Le Premier ministre français Sébastien Lecornu démissionne quelques heures après la nomination du gouvernement

Le Premier ministre français Sébastien Lecornu démissionne quelques heures après la nomination du gouvernement
Utkarsh Roshan
06 oct. 2025, 10:17 AM
  • Le Premier ministre français Sébastien Lecornu démissionne quelques heures après avoir nommé un nouveau gouvernement.
  • Macron fait face à une pression politique croissante dans un contexte de réaction du marché.
  • Les rendements obligataires augmentent alors que les investisseurs se préparent à une instabilité prolongée.

Le Premier ministre français Sébastien Lecornu a démissionné lundi, moins de 24 heures après avoir dévoilé un nouveau gouvernement qui a immédiatement été critiqué par l’opposition et les membres de la coalition.

Cette décision plonge le gouvernement du président Emmanuel Macron dans de nouvelles turbulences politiques et ajoute au malaise croissant des investisseurs quant aux perspectives budgétaires de la France.

Lecornu, 39 ans, a été nommé début septembre en tant que cinquième Premier ministre français en moins de deux ans.

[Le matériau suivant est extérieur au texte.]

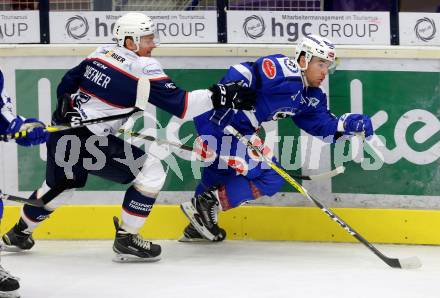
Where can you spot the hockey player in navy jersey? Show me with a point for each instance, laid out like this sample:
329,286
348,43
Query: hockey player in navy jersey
9,124
107,83
285,89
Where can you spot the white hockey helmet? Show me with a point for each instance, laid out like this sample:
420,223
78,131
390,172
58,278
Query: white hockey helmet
135,25
315,45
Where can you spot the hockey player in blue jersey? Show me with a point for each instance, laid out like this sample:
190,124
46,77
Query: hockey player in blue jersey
106,83
285,89
9,124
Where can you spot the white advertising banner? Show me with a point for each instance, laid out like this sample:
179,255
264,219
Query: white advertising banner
19,27
97,26
418,28
291,26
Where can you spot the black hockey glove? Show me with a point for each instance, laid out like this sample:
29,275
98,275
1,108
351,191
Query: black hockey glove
233,95
64,112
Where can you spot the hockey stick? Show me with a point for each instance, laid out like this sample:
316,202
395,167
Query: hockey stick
321,176
143,91
46,198
407,263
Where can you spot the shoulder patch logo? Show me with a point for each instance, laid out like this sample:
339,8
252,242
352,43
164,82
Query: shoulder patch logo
269,68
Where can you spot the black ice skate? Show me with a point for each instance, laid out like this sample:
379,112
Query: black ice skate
132,247
8,284
18,238
202,213
190,234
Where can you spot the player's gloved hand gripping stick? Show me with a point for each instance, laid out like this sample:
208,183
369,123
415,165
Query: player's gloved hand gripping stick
407,263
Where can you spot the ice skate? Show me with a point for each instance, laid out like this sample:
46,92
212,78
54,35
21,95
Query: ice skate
8,285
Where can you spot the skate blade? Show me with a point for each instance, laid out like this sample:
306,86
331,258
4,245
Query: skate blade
194,217
10,294
125,258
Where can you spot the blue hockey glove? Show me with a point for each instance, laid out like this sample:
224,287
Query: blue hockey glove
351,124
35,131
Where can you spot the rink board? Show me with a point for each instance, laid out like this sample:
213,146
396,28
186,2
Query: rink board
248,223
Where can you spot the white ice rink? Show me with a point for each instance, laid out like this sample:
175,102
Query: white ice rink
67,269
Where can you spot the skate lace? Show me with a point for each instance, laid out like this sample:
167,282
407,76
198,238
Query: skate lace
140,242
6,275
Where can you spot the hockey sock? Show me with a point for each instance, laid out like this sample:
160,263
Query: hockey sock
33,216
135,209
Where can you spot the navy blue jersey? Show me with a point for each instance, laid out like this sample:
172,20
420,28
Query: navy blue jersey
280,93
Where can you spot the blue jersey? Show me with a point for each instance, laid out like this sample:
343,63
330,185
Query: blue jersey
6,106
281,93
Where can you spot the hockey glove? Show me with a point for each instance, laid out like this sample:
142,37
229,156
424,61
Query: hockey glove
35,131
233,95
351,124
65,111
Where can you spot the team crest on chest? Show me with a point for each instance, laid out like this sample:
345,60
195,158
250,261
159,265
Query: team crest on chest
269,68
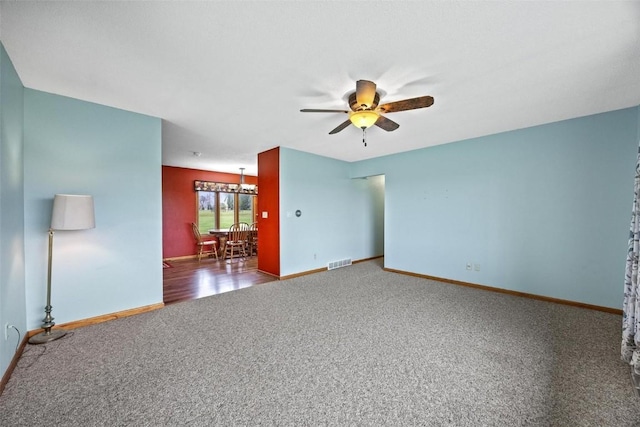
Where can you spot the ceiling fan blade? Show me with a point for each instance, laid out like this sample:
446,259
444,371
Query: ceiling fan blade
316,110
365,93
386,124
407,104
339,128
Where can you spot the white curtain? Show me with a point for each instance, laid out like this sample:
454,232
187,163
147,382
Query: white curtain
631,308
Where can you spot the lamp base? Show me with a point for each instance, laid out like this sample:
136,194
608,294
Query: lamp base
45,337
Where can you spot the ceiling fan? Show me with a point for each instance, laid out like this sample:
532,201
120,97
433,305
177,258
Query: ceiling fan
366,111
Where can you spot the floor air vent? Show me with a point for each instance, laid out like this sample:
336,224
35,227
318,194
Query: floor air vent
337,264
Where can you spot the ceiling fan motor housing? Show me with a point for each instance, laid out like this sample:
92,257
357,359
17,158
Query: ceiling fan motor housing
353,102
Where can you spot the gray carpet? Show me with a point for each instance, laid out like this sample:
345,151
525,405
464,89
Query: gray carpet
352,346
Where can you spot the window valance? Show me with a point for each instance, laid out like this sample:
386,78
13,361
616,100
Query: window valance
224,187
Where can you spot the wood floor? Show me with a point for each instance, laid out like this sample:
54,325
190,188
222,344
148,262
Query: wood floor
189,279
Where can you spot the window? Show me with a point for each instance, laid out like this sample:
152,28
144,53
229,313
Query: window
219,209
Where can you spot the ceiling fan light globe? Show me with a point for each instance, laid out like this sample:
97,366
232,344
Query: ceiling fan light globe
364,119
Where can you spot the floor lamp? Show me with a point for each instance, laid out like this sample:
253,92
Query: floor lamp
70,212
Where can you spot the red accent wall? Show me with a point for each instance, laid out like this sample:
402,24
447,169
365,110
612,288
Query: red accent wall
180,209
269,193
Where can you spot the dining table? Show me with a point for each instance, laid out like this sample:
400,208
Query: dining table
222,234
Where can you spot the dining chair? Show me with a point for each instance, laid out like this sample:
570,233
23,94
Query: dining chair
201,243
237,240
252,239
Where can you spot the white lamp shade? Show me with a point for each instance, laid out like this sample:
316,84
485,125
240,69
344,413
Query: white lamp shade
72,212
364,118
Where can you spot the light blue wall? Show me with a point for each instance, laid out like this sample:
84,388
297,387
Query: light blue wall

Son bref mandat se termine dans un contexte d’insatisfaction généralisée face aux réformes économiques bloquées, à la politique parlementaire houleuse et à l’incapacité à adopter le budget 2026 – un test clé de la viabilité de son gouvernement.

La crise politique s’aggrave

La démission de M. Lecornu est intervenue quelques heures seulement après la première réunion du nouveau cabinet qu’il a nommé dimanche.

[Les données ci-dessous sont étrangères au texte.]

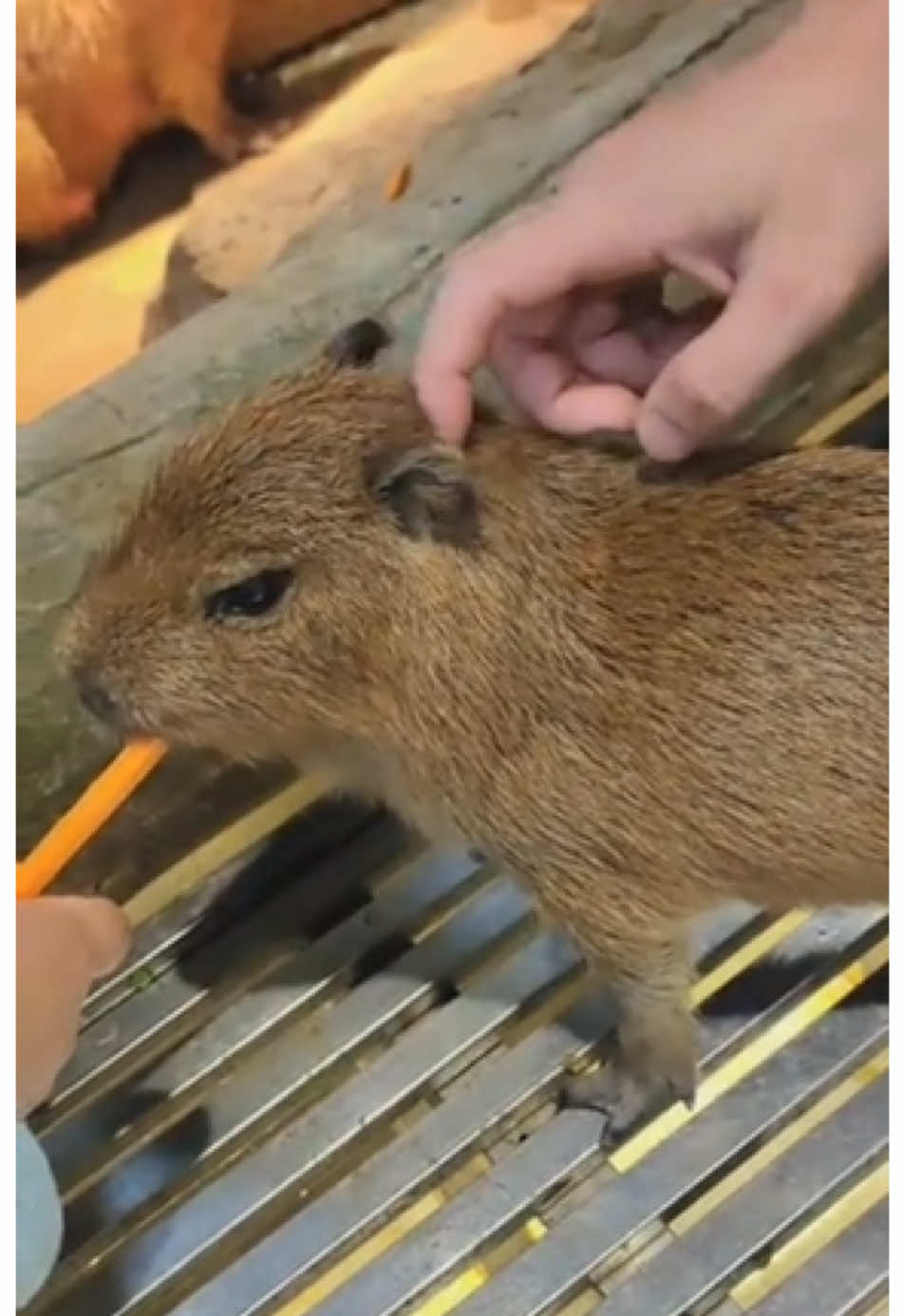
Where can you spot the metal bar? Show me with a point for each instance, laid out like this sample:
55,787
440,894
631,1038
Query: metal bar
553,1270
163,1093
171,1006
273,1175
845,1278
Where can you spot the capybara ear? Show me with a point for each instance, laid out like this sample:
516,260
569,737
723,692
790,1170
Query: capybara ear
427,491
358,344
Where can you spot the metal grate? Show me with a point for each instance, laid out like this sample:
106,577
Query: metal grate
329,1087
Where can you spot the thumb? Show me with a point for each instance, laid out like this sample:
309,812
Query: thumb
780,304
103,928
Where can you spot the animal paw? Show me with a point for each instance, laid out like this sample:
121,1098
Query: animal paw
652,1064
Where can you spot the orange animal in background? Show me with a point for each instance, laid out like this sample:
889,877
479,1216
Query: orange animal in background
92,77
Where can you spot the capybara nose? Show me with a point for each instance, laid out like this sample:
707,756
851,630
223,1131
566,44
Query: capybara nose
96,699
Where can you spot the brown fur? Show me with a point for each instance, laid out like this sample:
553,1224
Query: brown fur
95,75
644,698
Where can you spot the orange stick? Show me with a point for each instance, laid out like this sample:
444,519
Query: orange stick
75,828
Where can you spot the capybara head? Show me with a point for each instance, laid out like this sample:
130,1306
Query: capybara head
266,583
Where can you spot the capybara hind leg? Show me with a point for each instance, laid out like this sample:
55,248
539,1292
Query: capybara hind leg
652,1057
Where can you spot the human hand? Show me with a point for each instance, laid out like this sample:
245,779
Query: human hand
62,945
768,184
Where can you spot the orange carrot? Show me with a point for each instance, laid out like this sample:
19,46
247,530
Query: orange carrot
75,828
399,181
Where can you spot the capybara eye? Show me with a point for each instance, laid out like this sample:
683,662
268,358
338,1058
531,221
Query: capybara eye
250,597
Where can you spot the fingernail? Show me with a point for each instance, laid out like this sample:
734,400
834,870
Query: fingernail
663,440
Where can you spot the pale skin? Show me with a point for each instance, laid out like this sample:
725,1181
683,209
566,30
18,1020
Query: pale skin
767,183
64,944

La liste était presque identique à celle de son prédécesseur, François Bayrou, qui avait été évincé début septembre après avoir échoué à obtenir le soutien du Parlement pour des mesures d’austérité.

L’absence de nouveaux visages dans le gouvernement de Lecornu a immédiatement suscité des critiques de l’ensemble du spectre politique.

Les membres de plusieurs partis de la coalition ont exprimé leur frustration que le gouvernement représente la continuité plutôt que le renouveau, malgré la promesse de Macron de rétablir la stabilité.

Les dirigeants de l’opposition ont accusé le président de « surdité » politique et ont averti que le gouvernement perdait sa légitimité.

Un mandat fragile et un parlement divisé

Macron a nommé Lecornu – un ancien ministre de la Défense et allié de longue date – dans le but de rétablir le contrôle après un été turbulent.

Les élections anticipées convoquées par Macron l’année dernière se sont retournées contre lui, produisant un Parlement profondément divisé entre les blocs centristes, de gauche et d’extrême droite.

Cette fragmentation a empêché le gouvernement d’adopter des lois fiscales clés, forçant les premiers ministres successifs à quitter leurs fonctions.

Les deux prédécesseurs de Lecornu, Bayrou et Michel Barnier, ont tous deux chuté à cause du budget controversé de 2026.

Les analystes avaient considéré la nomination de Lecornu comme une tentative de Macron de consolider sa loyauté plutôt que de rechercher un compromis entre les partis.

Au cours du mois dernier, Lecornu a tenu plusieurs séries de pourparlers avec des alliés centristes et des personnalités de l’opposition dans l’espoir d’obtenir un « pacte de non-agression » parlementaire pour faire avancer les efforts budgétaires qui n’ont pas donné de résultats.

Les marchés réagissent à la recrudescence de l’instabilité

Les marchés financiers ont réagi rapidement au dernier choc politique.

Les rendements des obligations d’État françaises ont augmenté, l’obligation de référence à 10 ans grimpant de neuf points de base à 3,6 %.

L’écart entre les obligations françaises et allemandes à 10 ans - une mesure clé du risque budgétaire perçu - s’est élargi à plus de 89 points de base, son plus haut niveau depuis fin 2024.

Les analystes ont averti qu’une instabilité prolongée pourrait peser sur la confiance des investisseurs à un moment critique pour la France, alors qu’elle fait face à une pression croissante pour réduire ses dépenses et ramener son déficit dans les limites de l’Union européenne.

Avec le départ de Lecornu, Macron est confronté à la tâche difficile de nommer un autre Premier ministre capable d’obtenir suffisamment de soutien parlementaire pour faire passer un budget et stabiliser le gouvernement – un défi qui lui a échappé à plusieurs reprises.